O Codipe abrange os servidores e empregados públicos da administração direta e indireta, incluídas as fundações, autarquias, empresas públicas e sociedades de economia Mista. Do governo estadual, integram o Codipe as secretarias da Fazenda, Educação, Saúde, Segurança Pública, Casa Civil, Planejamento, Secretaria-Geral de Governo e Procuradoria Geral do Estado.
Antes das inscrições dos interessados em falar, a secretária Stela explicou por uma hora as intenções do comitê. Segundo ela, o órgão tem poder deliberativo, mas não decidirá nada por voto e sim por consenso. Os encaminhamentos tirados dos encontros mensais do Codipe deverão ocorrer por consenso entre as partes e serão registrados em ata para encaminhamento ao gabinete do governador. “A ideia é que a reunião aconteça em uma segunda-feira, na tarde de expediente dos servidores. Precisamos montar os temas e definir as câmaras. Serão seis representantes de categorias por câmara temática”, sugeriu a secretária.

Recuperar a confiança

O discurso coletivo da maioria das entidades presentes na primeira reunião do Codipe foi de que é preciso construir uma relação de confiança entre o novo governo e os servidores públicos. Todos reclamaram da falta de valorização e espaço de participação no governo de Yeda Crusius (PSDB) e depositam elevadas expectativas com o governo de Tarso Genro (PT). Porém, defenderam a legitimidade de suas entidades e os pleitos de suas categorias.
Ramiro Furquim/Sul21

O grupo de servidores recordou o que considerou como “uma experiência traumática”: o Grupo de Assessoramento Estadual para Política de Pessoal (GAE) criado no governo Yeda.

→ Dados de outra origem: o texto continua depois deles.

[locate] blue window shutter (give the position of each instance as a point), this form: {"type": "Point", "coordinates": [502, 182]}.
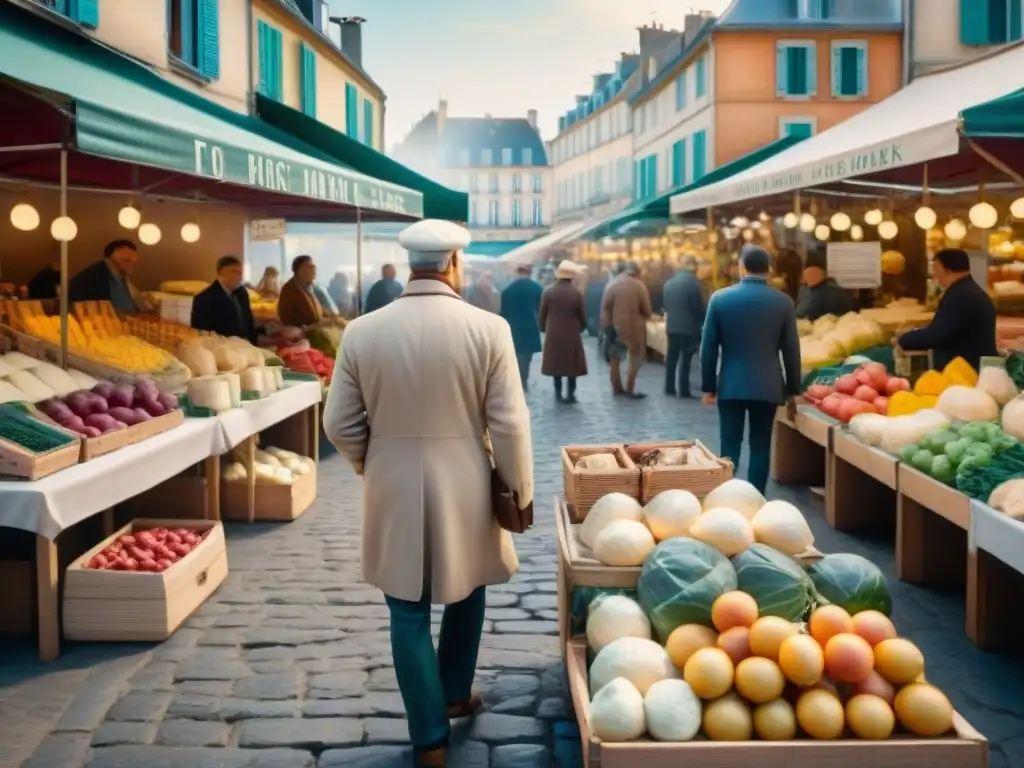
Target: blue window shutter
{"type": "Point", "coordinates": [207, 38]}
{"type": "Point", "coordinates": [86, 12]}
{"type": "Point", "coordinates": [975, 23]}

Segundo o representante do Centro de Auditores do Tribunal de Contas do Estado, Amauri Peruso, o órgão era um instrumento do gabinete da ex-governadora e pouco contribuía com as necessidades dos servidores. “Era um inibidor dos anseios dos servidores. Não produzia resultados, mas contenções. A própria Secretaria de Administração nunca teve peso”, disse.
Ciente do desafio para com a gestão e o funcionalismo, a secretária de Administração e Recursos Humanos, Stela Farias, propôs ao governador a participação dos servidores na definição do Plano Plurianual Participativo (PPA). E salientou que, apesar de não definir as câmaras temáticas do Codipe no encontro, já tem em vista alguns encaminhamentos com setores do funcionalismo. “Os empregados dos serviços públicos estaduais em fundações, autarquias e empresas de economia mista estão em plena database. Então não temos saída. Mesmo sem tempo para fechar acordo com as entidades, nós vamos ter que chamar individualmente as setoriais destes servidores e debater suas demandas salariais”, explicou.